HUMAN RIGHTS AND ASYLUM
Many people come the United Kingdom (UK) asking for protection. This is called asking for Asylum. A person asking for asylum will be granted permission to remain in the UK as a Refugee if they have a well‐founded fear of being persecuted because of their race, religion, nationality, membership of a particular social group or political opinion, and if they are unable, to get protection in their own country. Many people can ask for Asylum but are unaware of it. In some cases women who fear persecution abroad or even people in a particular job or profession might be Refugees. Often children who fear harm abroad are unaware that they may be Refugees. We can advise you if you can make a claim for Asylum.
Human rights are protected by the European Convention of Human Rights and by the Human Rights Act.
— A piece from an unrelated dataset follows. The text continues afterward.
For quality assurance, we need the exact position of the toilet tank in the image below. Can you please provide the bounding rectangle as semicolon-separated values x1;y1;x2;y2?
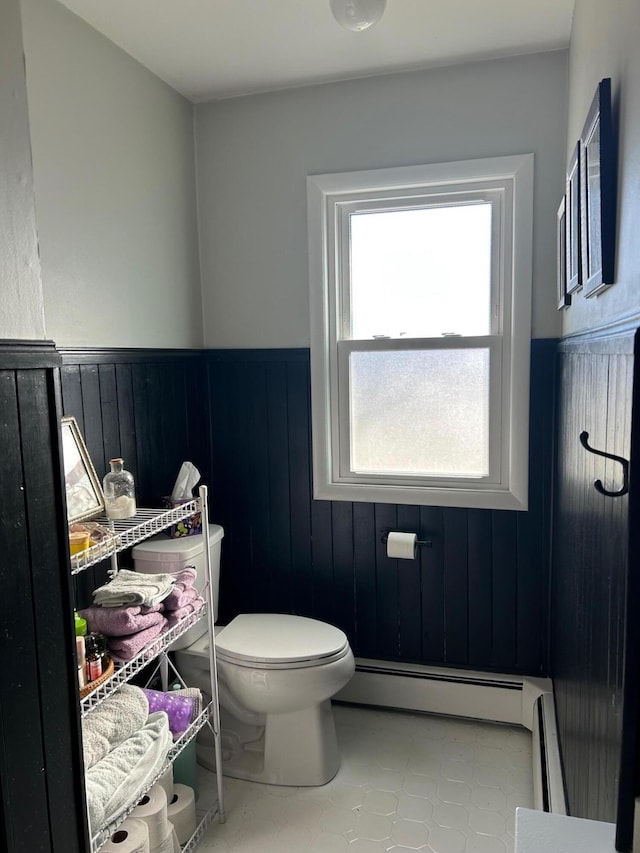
132;524;223;649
There are many rights protected, here are some of them: the right to life, the right not to be tortured, the right not to be kept in servitude, the right to liberty and security, the right to a fair trial and not to have laws used against you changed retrospectively, the right to privacy, the right to private conscience and religion, free expression and free association, the right to marry, the right not to be discriminated against and the right to be able to access a legal system to obtain a remedy if your rights are breached.
The UK authorities must always consider Human Rights when making any decision and taking actions. Some Human Rights are protected absolutely (the right to life and not to be tortured) and some Human Rights are partially protected.
We can make applications and put forward arguments on behalf of our clients explaining why, in their particular circumstances, an immigration decision would breach their Human Rights. If a decision breaches a person’s Human Rights we can help you appeal to a Tribunal or make an application to a Court.